Authors talked about things around versioning, tracking, and monitoring but a principle that we see people want that wasn’t mentioned is this:

As of today, a lot of the things in ML are not automated. They are manual or semi-manual.

In theory, you could automatically optimize hyperparameters for every model to infinity, but in practice, you are tweaking the model config based on the results exploration.

When models fail in production, you don’t know right away from the logs what happened (most of the time).

You need to take a look, inspect, debug, and compare model versions.

Obviously, you experiment a lot during the model development, and then comparing models is key.

But what happens later when those manually-built models hit retraining pipelines?

You still need to compare the in-prod automatically re-trained models with the initial, manually-built ones.

Especially when things don’t go as planned, and the new model version isn’t actually better than the old one.

And those comparisons and inspections are manual.

Automated continuous monitoring (+ manual periodic inspection)

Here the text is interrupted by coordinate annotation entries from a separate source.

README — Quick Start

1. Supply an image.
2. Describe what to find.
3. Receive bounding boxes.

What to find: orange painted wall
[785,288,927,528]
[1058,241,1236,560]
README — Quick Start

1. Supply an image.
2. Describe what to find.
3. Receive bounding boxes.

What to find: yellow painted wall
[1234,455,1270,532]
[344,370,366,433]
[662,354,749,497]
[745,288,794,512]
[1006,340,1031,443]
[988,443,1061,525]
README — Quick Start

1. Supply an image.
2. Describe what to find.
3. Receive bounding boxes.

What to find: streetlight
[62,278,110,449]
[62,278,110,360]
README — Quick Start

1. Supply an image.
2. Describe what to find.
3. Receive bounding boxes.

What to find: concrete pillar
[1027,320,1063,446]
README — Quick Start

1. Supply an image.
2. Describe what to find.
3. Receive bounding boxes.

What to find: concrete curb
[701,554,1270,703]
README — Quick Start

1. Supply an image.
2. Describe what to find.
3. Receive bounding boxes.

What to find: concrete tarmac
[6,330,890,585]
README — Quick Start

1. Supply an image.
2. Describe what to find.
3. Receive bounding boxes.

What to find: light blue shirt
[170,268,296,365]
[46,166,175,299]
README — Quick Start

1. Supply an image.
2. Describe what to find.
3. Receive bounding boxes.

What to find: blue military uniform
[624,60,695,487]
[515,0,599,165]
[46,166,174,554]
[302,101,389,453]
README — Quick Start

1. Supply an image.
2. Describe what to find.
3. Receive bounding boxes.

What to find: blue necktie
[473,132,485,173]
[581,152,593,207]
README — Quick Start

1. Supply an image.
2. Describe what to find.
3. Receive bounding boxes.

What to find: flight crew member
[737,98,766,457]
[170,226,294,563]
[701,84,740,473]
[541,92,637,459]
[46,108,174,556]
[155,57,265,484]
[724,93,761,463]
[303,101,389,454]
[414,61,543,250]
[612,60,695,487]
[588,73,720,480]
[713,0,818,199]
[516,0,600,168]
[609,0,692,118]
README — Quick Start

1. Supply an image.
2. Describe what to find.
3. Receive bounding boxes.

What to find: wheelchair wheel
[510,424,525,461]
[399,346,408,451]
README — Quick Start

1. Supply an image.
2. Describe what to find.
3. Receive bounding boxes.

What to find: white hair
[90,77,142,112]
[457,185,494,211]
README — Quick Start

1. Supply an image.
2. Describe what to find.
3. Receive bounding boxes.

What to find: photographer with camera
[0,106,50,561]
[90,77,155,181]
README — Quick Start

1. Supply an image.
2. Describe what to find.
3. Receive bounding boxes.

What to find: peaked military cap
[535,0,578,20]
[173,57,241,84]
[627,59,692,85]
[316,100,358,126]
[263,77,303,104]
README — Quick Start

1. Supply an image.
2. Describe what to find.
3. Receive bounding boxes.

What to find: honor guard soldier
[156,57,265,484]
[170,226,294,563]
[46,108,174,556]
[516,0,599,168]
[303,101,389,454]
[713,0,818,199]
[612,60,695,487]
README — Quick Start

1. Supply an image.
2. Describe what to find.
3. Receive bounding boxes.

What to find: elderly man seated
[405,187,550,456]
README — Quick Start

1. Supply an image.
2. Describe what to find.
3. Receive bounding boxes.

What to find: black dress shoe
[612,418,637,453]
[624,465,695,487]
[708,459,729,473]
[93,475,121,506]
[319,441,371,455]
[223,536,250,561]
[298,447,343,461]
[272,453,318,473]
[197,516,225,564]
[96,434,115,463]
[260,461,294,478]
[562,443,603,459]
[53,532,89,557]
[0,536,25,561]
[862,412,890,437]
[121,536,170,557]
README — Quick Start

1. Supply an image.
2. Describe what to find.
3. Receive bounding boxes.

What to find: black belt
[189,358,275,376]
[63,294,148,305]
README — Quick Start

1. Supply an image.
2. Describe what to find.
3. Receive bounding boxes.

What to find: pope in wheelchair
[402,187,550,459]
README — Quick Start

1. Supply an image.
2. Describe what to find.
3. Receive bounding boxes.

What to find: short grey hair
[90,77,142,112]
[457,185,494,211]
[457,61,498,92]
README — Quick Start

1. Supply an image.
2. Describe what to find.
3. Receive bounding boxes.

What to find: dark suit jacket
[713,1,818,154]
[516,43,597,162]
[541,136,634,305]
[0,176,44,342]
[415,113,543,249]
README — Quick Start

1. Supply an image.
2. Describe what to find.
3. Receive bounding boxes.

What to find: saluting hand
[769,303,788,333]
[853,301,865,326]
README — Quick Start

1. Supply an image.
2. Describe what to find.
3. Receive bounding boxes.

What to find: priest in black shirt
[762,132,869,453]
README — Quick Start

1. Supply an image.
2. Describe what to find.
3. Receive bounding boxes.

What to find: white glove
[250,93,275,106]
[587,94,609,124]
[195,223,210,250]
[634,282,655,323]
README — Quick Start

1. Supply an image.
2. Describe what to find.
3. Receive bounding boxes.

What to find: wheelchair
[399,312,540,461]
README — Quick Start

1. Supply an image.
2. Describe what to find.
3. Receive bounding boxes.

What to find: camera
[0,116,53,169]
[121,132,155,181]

So I am all for automation.

Automating mundane tasks. Automating unit tests. Automating health checks.

And when we speak about continuous monitoring, it is basically automated monitoring of various ML health checks.

You need to answer two questions before you do that:

  • What do you know can go wrong, and can you set up health checks for that?
  • Do you even have a real need to set up those health checks?

Yep, many teams don’t really need production model monitoring.

I mean, you can inspect things manually once a week. Find problems you didn’t know you had. Get more familiar with your problem.

As Shreya Shankar shared in her “Thoughts on ML Engineering After a Year of my PhD”, you may not need model monitoring. Just retrain your model periodically.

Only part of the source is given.